I once gave a talk – with selected readings – on books of the bible we hardly ever read in church. This was one of my selections, and I read a couple of the passages where the lovers in the song describe each other. Afterwards, an older and more senior priest took me to one side, and said: “I’m not sure you should really read those passages in church.” To which I protested mildly, “But that was rather the point of it.” He replied, “well, you didn’t have to sound as though you were enjoying it.”
It is erotic poetry, with, most likely a pair of teen lovers at the heart of it. Most hearers and readers may well come across it at a wedding:
Set me as a seal upon your heart,Song of Songs 8:6-7 NRSV
as a seal upon your arm;
for love is strong as death,
passion fierce as the grave.
Its flashes are flashes of fire,
a raging flame.
Many waters cannot quench love,
neither can floods drown it.
If one offered for love
all the wealth of his house,
it would be utterly scorned.
That reflects the way in which most modern Christians primarily draw on its literal sense. It is a set of poems, collected and edited together, presented as a dramatic dialogue between two lovers, with a chorus adding comment. The images are not always those we would think either complimentary or erotic in contemporary culture. I took the comparison of the woman’s breasts to twin gazelles from Song 4:5 for my title. Other images are just as strange to us, such as her teeth being like a flock of ewes (6:6).
There is no doubt that what we are reading is love poetry. However, we lack the cultural reference points to know how racy its apparent eroticism actually was. However, its inclusion in scripture, when read, as we often do today, in its literal sense, reminds us that the poetic celebration of physical love has its proper place in Christian spirituality.
There is, though, a traditional way of reading it which focusses not on the literal meaning, but on the spiritual. It was read as an allegory by Jews and Christians, of God with his people by the former, of Christ and his church by the latter. It has been favoured by mystics down the centuries as an allegory of God or Christ and the individual soul. They have been and are encouraged by it to seek a particular intensity in their relationship with God, one for which the language of erotic intimacy is an appropriate metaphor.

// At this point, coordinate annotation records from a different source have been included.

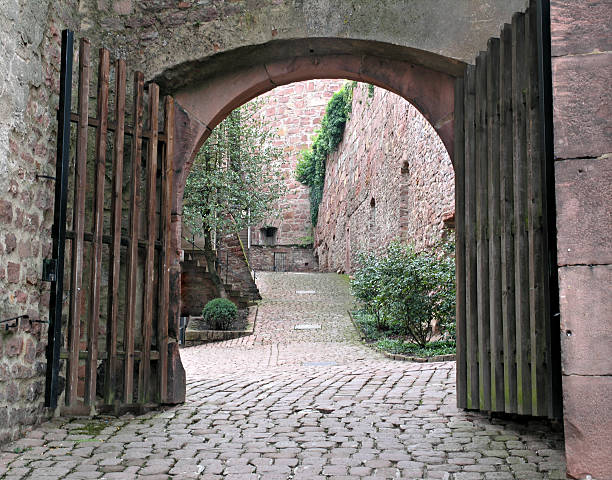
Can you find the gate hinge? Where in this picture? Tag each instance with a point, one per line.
(49, 270)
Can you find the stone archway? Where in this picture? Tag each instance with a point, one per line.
(205, 103)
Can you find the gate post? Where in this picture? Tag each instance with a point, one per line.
(59, 221)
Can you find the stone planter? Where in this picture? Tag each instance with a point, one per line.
(198, 337)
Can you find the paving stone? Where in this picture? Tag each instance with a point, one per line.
(311, 404)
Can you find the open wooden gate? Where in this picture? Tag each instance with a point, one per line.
(108, 335)
(507, 330)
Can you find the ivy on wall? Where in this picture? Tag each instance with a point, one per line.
(310, 169)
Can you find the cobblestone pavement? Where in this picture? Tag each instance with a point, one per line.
(296, 404)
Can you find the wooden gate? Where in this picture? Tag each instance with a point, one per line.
(108, 336)
(280, 262)
(507, 325)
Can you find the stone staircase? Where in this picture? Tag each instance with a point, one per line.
(197, 287)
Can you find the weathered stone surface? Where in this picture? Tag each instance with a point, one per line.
(583, 228)
(267, 407)
(586, 319)
(587, 407)
(391, 178)
(29, 81)
(582, 105)
(580, 27)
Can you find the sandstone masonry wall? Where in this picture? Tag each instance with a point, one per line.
(391, 178)
(29, 85)
(295, 112)
(581, 70)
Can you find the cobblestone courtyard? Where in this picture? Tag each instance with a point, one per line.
(296, 404)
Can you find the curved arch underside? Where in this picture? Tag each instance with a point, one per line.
(208, 98)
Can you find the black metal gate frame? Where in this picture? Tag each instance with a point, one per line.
(59, 221)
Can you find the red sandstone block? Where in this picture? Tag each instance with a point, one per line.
(6, 212)
(13, 346)
(587, 405)
(13, 270)
(582, 105)
(583, 190)
(580, 26)
(586, 319)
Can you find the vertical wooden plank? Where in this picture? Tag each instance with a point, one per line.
(115, 249)
(471, 295)
(482, 244)
(132, 276)
(521, 245)
(494, 228)
(78, 225)
(506, 142)
(459, 164)
(151, 178)
(96, 258)
(541, 379)
(166, 220)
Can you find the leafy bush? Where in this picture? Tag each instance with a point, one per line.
(432, 349)
(310, 169)
(409, 288)
(220, 313)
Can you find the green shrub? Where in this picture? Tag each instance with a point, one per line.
(310, 169)
(408, 289)
(220, 313)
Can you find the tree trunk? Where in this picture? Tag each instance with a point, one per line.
(211, 257)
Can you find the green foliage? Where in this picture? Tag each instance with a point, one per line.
(407, 290)
(310, 169)
(235, 179)
(220, 313)
(446, 347)
(306, 241)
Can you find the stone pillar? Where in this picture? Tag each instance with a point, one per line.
(582, 68)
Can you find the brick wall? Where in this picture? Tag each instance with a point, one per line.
(582, 67)
(29, 85)
(294, 111)
(391, 177)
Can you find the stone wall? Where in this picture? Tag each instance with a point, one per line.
(582, 68)
(391, 178)
(294, 112)
(29, 85)
(283, 258)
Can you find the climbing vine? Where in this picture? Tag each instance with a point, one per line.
(310, 169)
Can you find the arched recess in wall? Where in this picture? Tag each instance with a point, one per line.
(207, 91)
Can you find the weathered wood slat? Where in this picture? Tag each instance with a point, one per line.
(115, 250)
(482, 244)
(132, 275)
(471, 186)
(494, 228)
(164, 277)
(108, 240)
(507, 218)
(541, 380)
(521, 245)
(104, 355)
(112, 126)
(78, 223)
(459, 164)
(96, 265)
(151, 179)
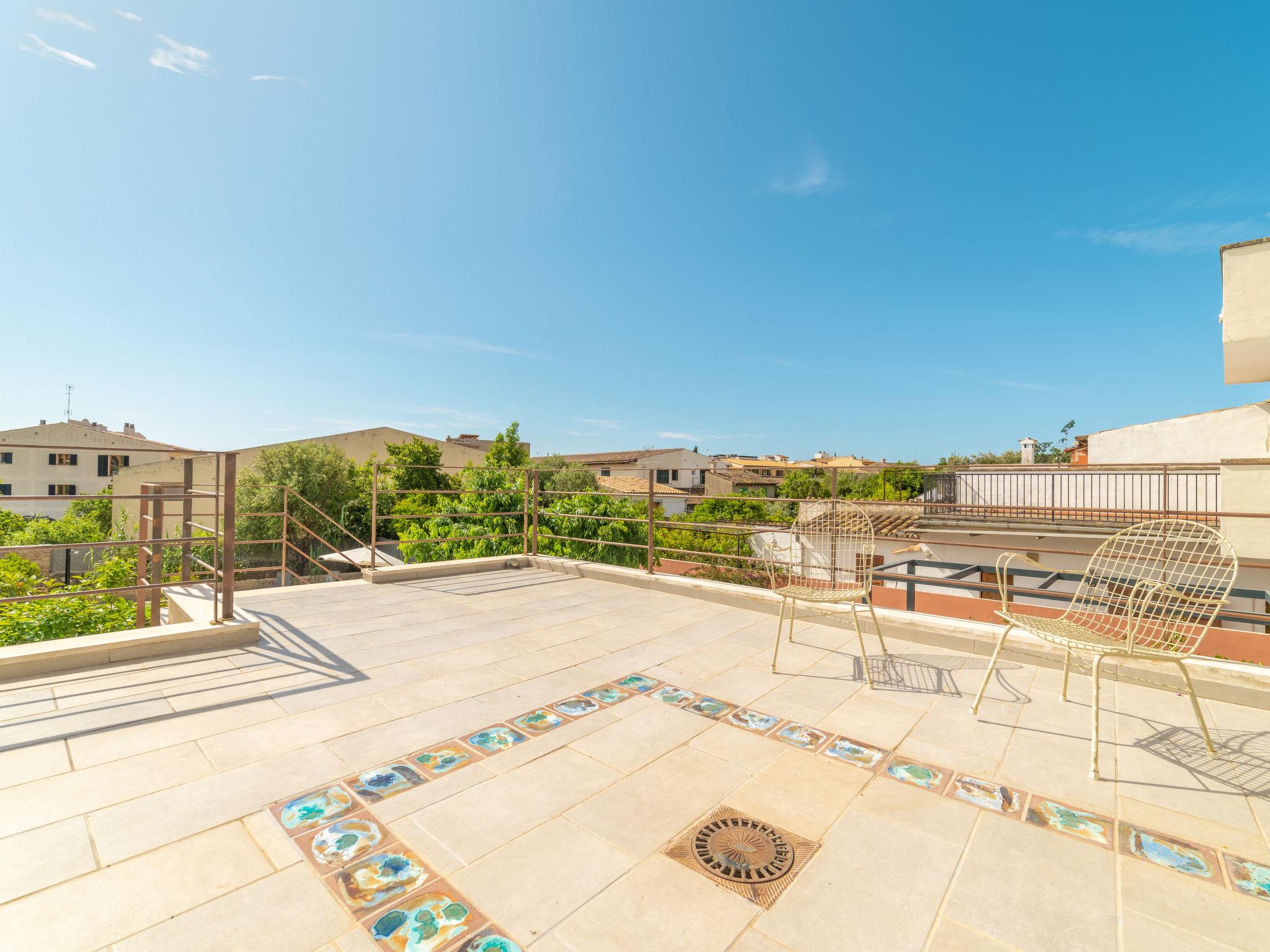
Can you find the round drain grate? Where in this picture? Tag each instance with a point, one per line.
(742, 851)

Today we need to honour both ways of reading, and neither let the spiritual sense drive out the literal one, nor vice versa.
- The book is known as the Song of Songs, the Song of Solomon, and, because of its title in the Latin Bible, as Canticles, or Canticle of Canticles. It is usually abbreviated either Song or Cant.
- The Revised Common Lectionary’s continuous track readings include the same passage – Song 2:8-13 – as a responsorial canticle for Proper 9, Year A, and as the first reading for Proper 17, Year B.